How much more efficient and motivated would your students be if
"running jobs" was not a dreaded time sink best farmed out to someone
else?
The current generation of experiments require a massive infrastructure
to analyse the data taken. Without this infrastructure the data is
useless.
With experiment's lifetimes measured in tens of years, this
infrastructure needs to be sustainable. This document outlines ideas
for achieving this.
Programming computers is an essential part of any high-energy
physicists job: most of us spend hours every day writing code of some
kind, whether scripting or something more sophisticated. With data
volumes about to increase by an order of magnitude improving our
approach to software infrastructure is absolutely necessary to
maximize our physics output. Despite these facts, the field as a whole
is full of disregard for software infrastructure and social stigma,
providing large disincentives for physicists to build sustainable
communities around vital software infrastructure.

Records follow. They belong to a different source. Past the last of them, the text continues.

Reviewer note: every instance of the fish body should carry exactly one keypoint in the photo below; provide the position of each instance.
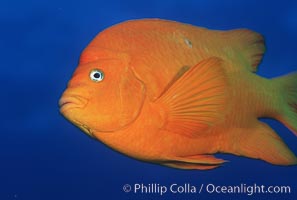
(175, 94)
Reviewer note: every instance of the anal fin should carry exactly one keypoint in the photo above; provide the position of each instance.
(201, 162)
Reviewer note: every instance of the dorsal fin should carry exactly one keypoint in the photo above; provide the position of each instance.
(250, 44)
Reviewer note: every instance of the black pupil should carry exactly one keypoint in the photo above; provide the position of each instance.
(97, 75)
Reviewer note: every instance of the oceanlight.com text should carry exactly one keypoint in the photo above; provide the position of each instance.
(210, 188)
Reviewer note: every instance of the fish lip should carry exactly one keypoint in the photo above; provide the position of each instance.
(71, 101)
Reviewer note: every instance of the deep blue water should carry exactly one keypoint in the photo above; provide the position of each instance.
(44, 157)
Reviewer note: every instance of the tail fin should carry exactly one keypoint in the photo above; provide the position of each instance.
(288, 85)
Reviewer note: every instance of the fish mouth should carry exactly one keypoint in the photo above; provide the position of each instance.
(71, 101)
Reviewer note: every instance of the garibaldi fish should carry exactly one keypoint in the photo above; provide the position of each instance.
(175, 94)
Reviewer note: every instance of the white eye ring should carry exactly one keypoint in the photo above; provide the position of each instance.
(96, 75)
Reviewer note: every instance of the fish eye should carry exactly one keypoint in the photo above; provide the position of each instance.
(96, 75)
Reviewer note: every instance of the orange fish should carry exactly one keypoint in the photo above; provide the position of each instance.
(175, 94)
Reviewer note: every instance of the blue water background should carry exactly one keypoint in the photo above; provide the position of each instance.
(44, 157)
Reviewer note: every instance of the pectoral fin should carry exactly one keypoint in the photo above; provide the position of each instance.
(196, 100)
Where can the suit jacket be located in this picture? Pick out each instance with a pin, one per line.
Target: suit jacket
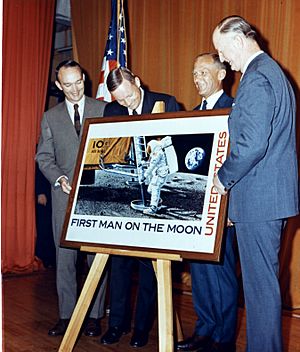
(261, 169)
(150, 98)
(224, 101)
(58, 148)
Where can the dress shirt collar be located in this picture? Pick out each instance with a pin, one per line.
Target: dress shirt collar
(211, 100)
(70, 107)
(140, 107)
(251, 58)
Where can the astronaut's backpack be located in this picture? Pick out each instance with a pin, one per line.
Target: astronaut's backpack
(169, 150)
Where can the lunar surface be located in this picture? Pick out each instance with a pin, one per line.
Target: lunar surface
(112, 194)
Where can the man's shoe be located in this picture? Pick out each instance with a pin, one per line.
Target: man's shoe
(60, 328)
(139, 338)
(221, 347)
(92, 327)
(113, 335)
(194, 343)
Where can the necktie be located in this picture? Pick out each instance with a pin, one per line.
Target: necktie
(77, 119)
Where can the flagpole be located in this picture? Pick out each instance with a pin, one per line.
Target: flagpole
(118, 29)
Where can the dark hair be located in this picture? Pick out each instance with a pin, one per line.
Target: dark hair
(117, 76)
(216, 60)
(237, 24)
(66, 64)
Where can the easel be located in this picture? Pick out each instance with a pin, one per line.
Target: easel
(162, 267)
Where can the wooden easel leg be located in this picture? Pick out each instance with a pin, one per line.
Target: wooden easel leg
(165, 306)
(83, 303)
(179, 333)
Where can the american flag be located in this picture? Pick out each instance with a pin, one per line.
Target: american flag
(115, 50)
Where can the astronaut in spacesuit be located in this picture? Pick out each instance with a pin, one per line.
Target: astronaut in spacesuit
(158, 170)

Contrast this with communities of highly skilled indivduals forming
around pieces of detector hardware. They join forces to design and
operate these detectors for long time scales. Knowledge and experience
is passed on to new members who then make significant contributions to
the project. This fosters a community dedicated to their project. In
this way a complex piece of the detector hardware can be sustainably
maintained over many decades. The same does not happen for pieces of
software.
Most of us write code in the same way that witchdoctors treat illnesses :
curating code fragments acquired over years of doing "whatever works", and assembling
them into whichever Frankenstein is needed to solve today's problem.
We are stuck, then, between the contradiction of real world constraints which make
programming well an essential skill, and a culture which steadfastly refuses to
apportion appropriate recognition to programming well. This leads to suboptimal
behaviour. A small core of "experts" is forever firefighting problems, often improving
existing code in a piecemeal fashion because the resources aren't there to allow a more
holistic approach. In turn these "experts" become culturally disconnected from the so-called
"users", who often perceive necessary changes brought in by the "experts" as the hand of god
destroying their carefully preserved galleries of useful code fragments. Needless to
say, this does not foster learning on the part of anyone.
In fact, however, most physicists would like to learn how to code better. Physicists are a
naturally curious subset of society, as demonstrated by
the communities from the detector side. When "service" work exists in a culture which
values it, in a culture where the senior professors are often famous because they built this
or that piece of a detector, and in which said professors are enthusiastic about passing this
knowledge to younger physicists, then said younger physicists are very enthusiastic to learn.
There is no reason why we shouldn't be able to create a similar culture around software.
Recently LHCb members have started the excellent starterkit initiative
https://lhcb.github.io/first-analysis-steps
which attempts to create a structure in which physicists can form communities and learn about LCHb's software infrastructure.
This is an excellent resource. However, we also need to fix the second half of the equation : until we
reward being a programming expert in a direct and tangible way, all the goodwill in the
world will not be enough to overcome the incentive structures which drive people to spend
as little of their time programming well as possible.
This repository is a modest attempt to formulate a proposal for how to set up such a reward
and incentive structure. Please contribute and pull-request away... including if you disagree
with the above summary of the problem.